Wire Format (v3)
This page describes the exact byte layout of a Tensogram v3
message — the format shipped in 0.17.0. You need this if you are
implementing a reader in another language, debugging a corrupted
file, or just want to understand what is happening under the hood.
For the normative specification, see
plans/WIRE_FORMAT.md.
All integer fields are big-endian (network byte order).
Overview
A Tensogram message is built from three sections: a header (preamble + optional frames), one or more data object frames, and a footer (optional frames + postamble).
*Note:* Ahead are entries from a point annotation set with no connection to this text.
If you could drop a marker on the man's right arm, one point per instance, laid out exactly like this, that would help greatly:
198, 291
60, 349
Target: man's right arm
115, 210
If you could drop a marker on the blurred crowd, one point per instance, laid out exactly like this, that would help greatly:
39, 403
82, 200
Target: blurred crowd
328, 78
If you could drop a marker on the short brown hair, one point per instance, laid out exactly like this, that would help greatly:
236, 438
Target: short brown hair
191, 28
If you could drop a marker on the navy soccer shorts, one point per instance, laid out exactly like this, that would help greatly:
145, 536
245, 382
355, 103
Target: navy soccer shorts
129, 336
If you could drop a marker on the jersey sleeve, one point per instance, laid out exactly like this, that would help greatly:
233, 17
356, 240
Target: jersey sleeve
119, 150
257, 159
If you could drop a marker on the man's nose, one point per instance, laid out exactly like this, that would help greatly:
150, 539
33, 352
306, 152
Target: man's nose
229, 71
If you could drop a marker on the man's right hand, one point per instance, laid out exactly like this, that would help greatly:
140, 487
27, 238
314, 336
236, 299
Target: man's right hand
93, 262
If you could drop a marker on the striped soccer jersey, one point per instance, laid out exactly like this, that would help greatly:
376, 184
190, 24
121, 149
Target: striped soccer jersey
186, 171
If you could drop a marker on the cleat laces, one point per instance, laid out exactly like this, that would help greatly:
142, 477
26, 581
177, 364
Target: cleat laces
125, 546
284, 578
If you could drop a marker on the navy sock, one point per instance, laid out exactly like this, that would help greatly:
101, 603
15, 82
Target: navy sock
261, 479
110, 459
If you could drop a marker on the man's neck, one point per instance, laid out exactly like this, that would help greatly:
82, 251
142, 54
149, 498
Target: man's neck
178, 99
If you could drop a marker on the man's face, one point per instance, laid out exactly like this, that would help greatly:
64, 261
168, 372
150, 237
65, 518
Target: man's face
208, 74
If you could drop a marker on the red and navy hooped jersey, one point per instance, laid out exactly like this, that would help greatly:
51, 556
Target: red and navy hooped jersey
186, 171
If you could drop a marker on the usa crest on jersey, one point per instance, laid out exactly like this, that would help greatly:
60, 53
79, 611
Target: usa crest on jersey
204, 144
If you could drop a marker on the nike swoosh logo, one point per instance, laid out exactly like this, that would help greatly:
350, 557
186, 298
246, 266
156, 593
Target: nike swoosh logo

┌────────────────────────────────────────────────────────────────────┐
│ PREAMBLE magic, version, flags, length (24 B) │
├────────────────────────────────────────────────────────────────────┤
│ HEADER METADATA FRAME CBOR global metadata (optional) │
├────────────────────────────────────────────────────────────────────┤
│ HEADER INDEX FRAME CBOR object offsets (optional) │
├────────────────────────────────────────────────────────────────────┤
│ HEADER HASH FRAME CBOR object hashes (optional) │
├────────────────────────────────────────────────────────────────────┤
│ PRECEDER METADATA FRAME per-object metadata (optional) │
│ DATA OBJECT FRAME 0 header + payload + descriptor │
│ PRECEDER METADATA FRAME per-object metadata (optional) │
│ DATA OBJECT FRAME 1 ... │
│ DATA OBJECT FRAME 2 (no preceder) │
│ ... (any number of objects) │
├────────────────────────────────────────────────────────────────────┤
│ FOOTER HASH FRAME CBOR object hashes (optional) │
├────────────────────────────────────────────────────────────────────┤
│ FOOTER INDEX FRAME CBOR object offsets (optional) │
├────────────────────────────────────────────────────────────────────┤
│ FOOTER METADATA FRAME CBOR global metadata (optional) │
├────────────────────────────────────────────────────────────────────┤
│ POSTAMBLE first_footer_offset, total_length, end_magic (24 B) │
└────────────────────────────────────────────────────────────────────┘
At least one metadata frame (header or footer) must be present — messages cannot exist without metadata. Index and hash frames are optional but highly encouraged. By default, the encoder places them in the header when writing to a buffer, or in the footer when streaming.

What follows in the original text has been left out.